His hand drops back on the wheel.
The song begins like I always remembered with that eerie guitar, slow and haunting. We look at each other back and forth, letting the music move through and between us, waiting for the lyrics to begin. Then at the same time, we raise our hands as if knocking on the air one, two, three with the beat and we start to sing with Don Henley.
We get fully into it, line after line and sometimes we switch off, him letting me sing a line and then he sings one. And when the first chorus comes, we sing together at the top of our lungs, practically shouting the lyrics at the windshield. We squint our eyes and bob our heads and I pretend I’m not mortified by my singing. Then the second verse comes and our taking-turns starts to get a little tangled, but we totally have fun with it and only trip-up a couple of times. And we say ‘1969!’ loudly together. Then we lose a little of the passion to sing and just let the music funnel through the car instead. But when the iconic second chorus comes around and the song slows and becomes more haunting, we get serious again and sing every single word together, looking right at each other. Andrew hits ‘alibis!’ so flawlessly that it sends shivers up my arms. And we both ‘stabbed the beast’ together, pumping our fists at our sides and getting into it.
And that was how the drive was to wherever for the next several hours.
I sang so much with him that my throat became sore.
Of course, all of it was classic rock with the occasional early nineties: Alice in Chains and Aerosmith mostly, and none of it bothered me one bit. I actually loved it all and the memory it was creating in my mind. A memory with Andrew.
We find a rest stop off the freeway in Jackson, Tennessee, and take full advantage of it. We slip inside the restrooms to change out of our wet clothes, which we’ve been in for longer than either of us realized. I guess our fun together in the car with my less-than-stellar singing and him pretending he loves it distracted us from everything else.

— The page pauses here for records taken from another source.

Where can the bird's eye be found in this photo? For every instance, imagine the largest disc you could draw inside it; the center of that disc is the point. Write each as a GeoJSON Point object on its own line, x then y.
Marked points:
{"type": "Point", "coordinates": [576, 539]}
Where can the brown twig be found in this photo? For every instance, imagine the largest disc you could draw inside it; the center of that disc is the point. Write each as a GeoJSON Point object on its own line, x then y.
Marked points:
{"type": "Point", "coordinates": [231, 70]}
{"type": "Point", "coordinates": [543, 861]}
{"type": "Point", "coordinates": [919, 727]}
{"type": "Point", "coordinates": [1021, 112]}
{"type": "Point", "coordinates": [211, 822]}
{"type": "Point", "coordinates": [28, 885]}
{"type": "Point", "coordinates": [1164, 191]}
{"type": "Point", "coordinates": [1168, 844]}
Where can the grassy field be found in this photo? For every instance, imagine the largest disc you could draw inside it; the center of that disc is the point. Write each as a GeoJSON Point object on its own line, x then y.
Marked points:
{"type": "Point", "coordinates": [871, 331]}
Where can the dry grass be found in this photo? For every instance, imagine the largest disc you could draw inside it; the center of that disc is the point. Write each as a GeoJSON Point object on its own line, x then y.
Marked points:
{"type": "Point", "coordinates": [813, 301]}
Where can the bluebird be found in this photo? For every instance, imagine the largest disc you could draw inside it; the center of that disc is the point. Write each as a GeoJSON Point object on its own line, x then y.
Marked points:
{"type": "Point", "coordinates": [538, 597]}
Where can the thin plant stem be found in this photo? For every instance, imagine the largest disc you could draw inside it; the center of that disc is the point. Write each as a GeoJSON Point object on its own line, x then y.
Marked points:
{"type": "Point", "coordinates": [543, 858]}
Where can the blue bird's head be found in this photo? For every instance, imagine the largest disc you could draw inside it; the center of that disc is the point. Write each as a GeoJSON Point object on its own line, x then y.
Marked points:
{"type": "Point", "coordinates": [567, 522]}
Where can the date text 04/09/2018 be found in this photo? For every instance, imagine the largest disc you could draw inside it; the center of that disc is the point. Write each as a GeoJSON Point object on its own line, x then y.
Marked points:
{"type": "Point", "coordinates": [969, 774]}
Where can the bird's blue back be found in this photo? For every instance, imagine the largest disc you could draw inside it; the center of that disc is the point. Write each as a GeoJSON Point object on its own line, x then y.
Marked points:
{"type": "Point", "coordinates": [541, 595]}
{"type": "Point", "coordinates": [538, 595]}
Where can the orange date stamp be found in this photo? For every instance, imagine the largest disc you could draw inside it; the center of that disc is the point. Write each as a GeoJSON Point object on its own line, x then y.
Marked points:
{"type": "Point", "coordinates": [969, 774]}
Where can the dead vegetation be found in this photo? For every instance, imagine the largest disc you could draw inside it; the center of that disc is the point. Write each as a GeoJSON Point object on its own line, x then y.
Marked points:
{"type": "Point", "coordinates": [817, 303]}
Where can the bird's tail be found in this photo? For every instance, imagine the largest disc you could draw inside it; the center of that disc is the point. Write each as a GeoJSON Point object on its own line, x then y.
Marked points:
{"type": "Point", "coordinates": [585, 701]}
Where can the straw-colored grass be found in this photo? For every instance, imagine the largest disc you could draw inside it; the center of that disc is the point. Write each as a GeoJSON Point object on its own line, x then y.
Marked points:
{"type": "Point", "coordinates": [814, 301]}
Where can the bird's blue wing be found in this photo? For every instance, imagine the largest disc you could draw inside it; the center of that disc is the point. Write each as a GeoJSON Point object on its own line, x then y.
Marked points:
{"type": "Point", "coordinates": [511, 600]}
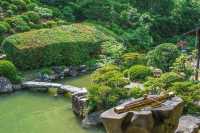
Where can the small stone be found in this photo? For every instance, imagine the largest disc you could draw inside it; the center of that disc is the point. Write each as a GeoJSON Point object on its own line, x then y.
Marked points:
{"type": "Point", "coordinates": [5, 85]}
{"type": "Point", "coordinates": [188, 124]}
{"type": "Point", "coordinates": [92, 119]}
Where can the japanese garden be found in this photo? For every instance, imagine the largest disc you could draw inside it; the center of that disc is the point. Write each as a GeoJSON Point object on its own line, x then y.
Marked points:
{"type": "Point", "coordinates": [99, 66]}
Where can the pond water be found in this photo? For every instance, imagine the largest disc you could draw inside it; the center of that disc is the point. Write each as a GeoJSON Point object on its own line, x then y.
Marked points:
{"type": "Point", "coordinates": [31, 112]}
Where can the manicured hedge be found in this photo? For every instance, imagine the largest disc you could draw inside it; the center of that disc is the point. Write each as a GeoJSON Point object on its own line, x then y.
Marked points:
{"type": "Point", "coordinates": [8, 70]}
{"type": "Point", "coordinates": [65, 45]}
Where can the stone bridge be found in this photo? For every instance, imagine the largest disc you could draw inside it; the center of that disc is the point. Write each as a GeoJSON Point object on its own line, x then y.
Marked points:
{"type": "Point", "coordinates": [65, 88]}
{"type": "Point", "coordinates": [79, 95]}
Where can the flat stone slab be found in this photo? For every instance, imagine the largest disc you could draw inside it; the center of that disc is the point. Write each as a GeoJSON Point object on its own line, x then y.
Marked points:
{"type": "Point", "coordinates": [163, 119]}
{"type": "Point", "coordinates": [67, 88]}
{"type": "Point", "coordinates": [189, 124]}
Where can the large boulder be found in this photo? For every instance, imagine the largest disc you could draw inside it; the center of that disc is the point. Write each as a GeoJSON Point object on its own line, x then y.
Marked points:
{"type": "Point", "coordinates": [92, 119]}
{"type": "Point", "coordinates": [189, 124]}
{"type": "Point", "coordinates": [163, 119]}
{"type": "Point", "coordinates": [5, 85]}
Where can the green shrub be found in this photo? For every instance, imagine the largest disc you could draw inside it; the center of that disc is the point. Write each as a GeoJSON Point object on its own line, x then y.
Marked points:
{"type": "Point", "coordinates": [190, 93]}
{"type": "Point", "coordinates": [8, 70]}
{"type": "Point", "coordinates": [50, 24]}
{"type": "Point", "coordinates": [163, 56]}
{"type": "Point", "coordinates": [21, 5]}
{"type": "Point", "coordinates": [18, 24]}
{"type": "Point", "coordinates": [4, 27]}
{"type": "Point", "coordinates": [68, 13]}
{"type": "Point", "coordinates": [136, 92]}
{"type": "Point", "coordinates": [183, 65]}
{"type": "Point", "coordinates": [32, 16]}
{"type": "Point", "coordinates": [109, 75]}
{"type": "Point", "coordinates": [156, 85]}
{"type": "Point", "coordinates": [44, 12]}
{"type": "Point", "coordinates": [65, 45]}
{"type": "Point", "coordinates": [129, 59]}
{"type": "Point", "coordinates": [138, 72]}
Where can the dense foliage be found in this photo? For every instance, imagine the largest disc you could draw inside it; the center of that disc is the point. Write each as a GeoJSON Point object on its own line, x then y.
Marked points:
{"type": "Point", "coordinates": [131, 58]}
{"type": "Point", "coordinates": [146, 26]}
{"type": "Point", "coordinates": [138, 73]}
{"type": "Point", "coordinates": [8, 70]}
{"type": "Point", "coordinates": [157, 85]}
{"type": "Point", "coordinates": [190, 92]}
{"type": "Point", "coordinates": [109, 75]}
{"type": "Point", "coordinates": [163, 56]}
{"type": "Point", "coordinates": [65, 45]}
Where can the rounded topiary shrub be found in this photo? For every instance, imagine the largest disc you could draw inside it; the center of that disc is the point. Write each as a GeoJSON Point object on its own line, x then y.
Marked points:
{"type": "Point", "coordinates": [132, 58]}
{"type": "Point", "coordinates": [138, 72]}
{"type": "Point", "coordinates": [8, 70]}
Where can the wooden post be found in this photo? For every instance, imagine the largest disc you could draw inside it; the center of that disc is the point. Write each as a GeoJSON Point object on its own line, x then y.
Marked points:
{"type": "Point", "coordinates": [198, 54]}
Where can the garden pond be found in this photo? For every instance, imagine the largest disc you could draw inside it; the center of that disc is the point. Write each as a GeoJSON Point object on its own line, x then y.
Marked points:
{"type": "Point", "coordinates": [33, 112]}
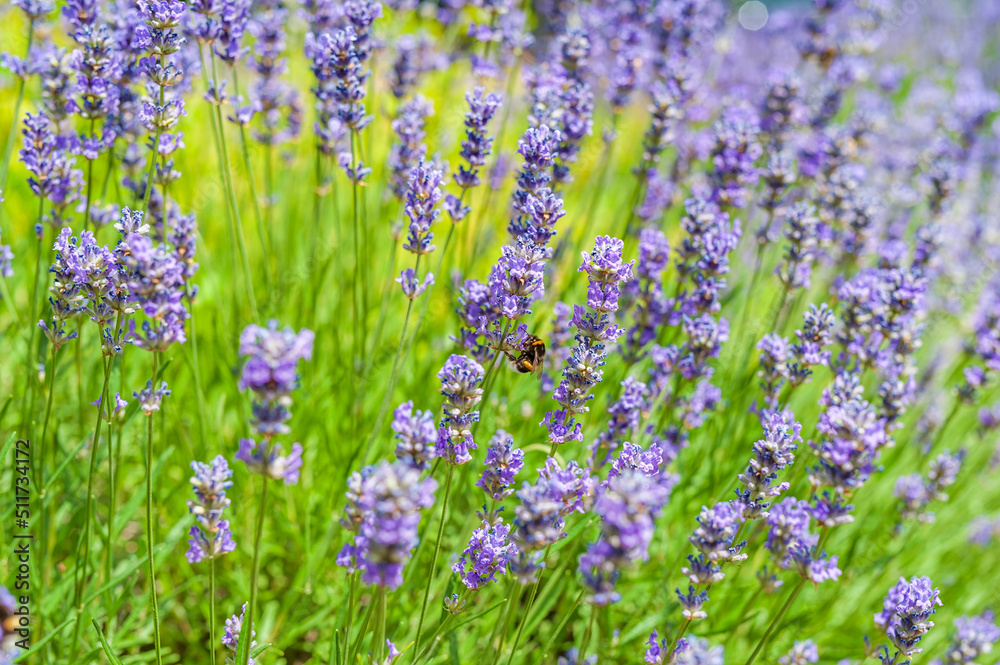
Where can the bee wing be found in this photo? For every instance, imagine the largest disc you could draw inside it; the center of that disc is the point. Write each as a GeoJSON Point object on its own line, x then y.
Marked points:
{"type": "Point", "coordinates": [539, 364]}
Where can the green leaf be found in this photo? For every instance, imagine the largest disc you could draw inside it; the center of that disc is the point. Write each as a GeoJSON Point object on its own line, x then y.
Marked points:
{"type": "Point", "coordinates": [108, 649]}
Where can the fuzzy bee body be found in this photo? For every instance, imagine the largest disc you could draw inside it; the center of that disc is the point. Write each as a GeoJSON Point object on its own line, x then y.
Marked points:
{"type": "Point", "coordinates": [532, 357]}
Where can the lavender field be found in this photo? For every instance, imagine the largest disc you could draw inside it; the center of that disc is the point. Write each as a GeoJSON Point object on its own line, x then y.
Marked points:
{"type": "Point", "coordinates": [494, 332]}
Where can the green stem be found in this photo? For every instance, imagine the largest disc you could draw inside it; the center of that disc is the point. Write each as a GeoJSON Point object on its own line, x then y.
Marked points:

He’s dressed before me and already waiting inside the car when I stroll out wearing the only thing I had left in my bag that was clean: the white cotton shorts and varsity tee I like to sleep in. I only brought one bra and I happened to be wearing it when I was being rained on so it’s completely wet still. But I’m wearing it anyway because there’s no way I’m getting in that car with him bra-less.
“I am not wearing these shorts for your benefit,” I say, pointing sternly at him as I crawl back inside the car. “For the record.”
The corner of his mouth lifts into a grin.
“Note taken,” he says, jotting it down on a pretend tablet.
I lift my butt from the seat and grasp the end of my shorts, pulling them just a little so they aren’t crawling up my crotch and to cover a little more skin on my thighs. I start to kick my black flip-flops onto the floorboard until I see how saturated the floor mat is and decide to leave them on. It’s a good thing the seats are leather.
“I’m gonna have to find some more clothes,” I say.
Andrew’s wearing jeans again and his black Doc Marten boots, and another plain gray t-shirt, lighter in color than the last one. Like anything, it looks good on him, but I kind of miss his tanned muscled calves and the black and gray Celtic tattoo on the ball of his ankle.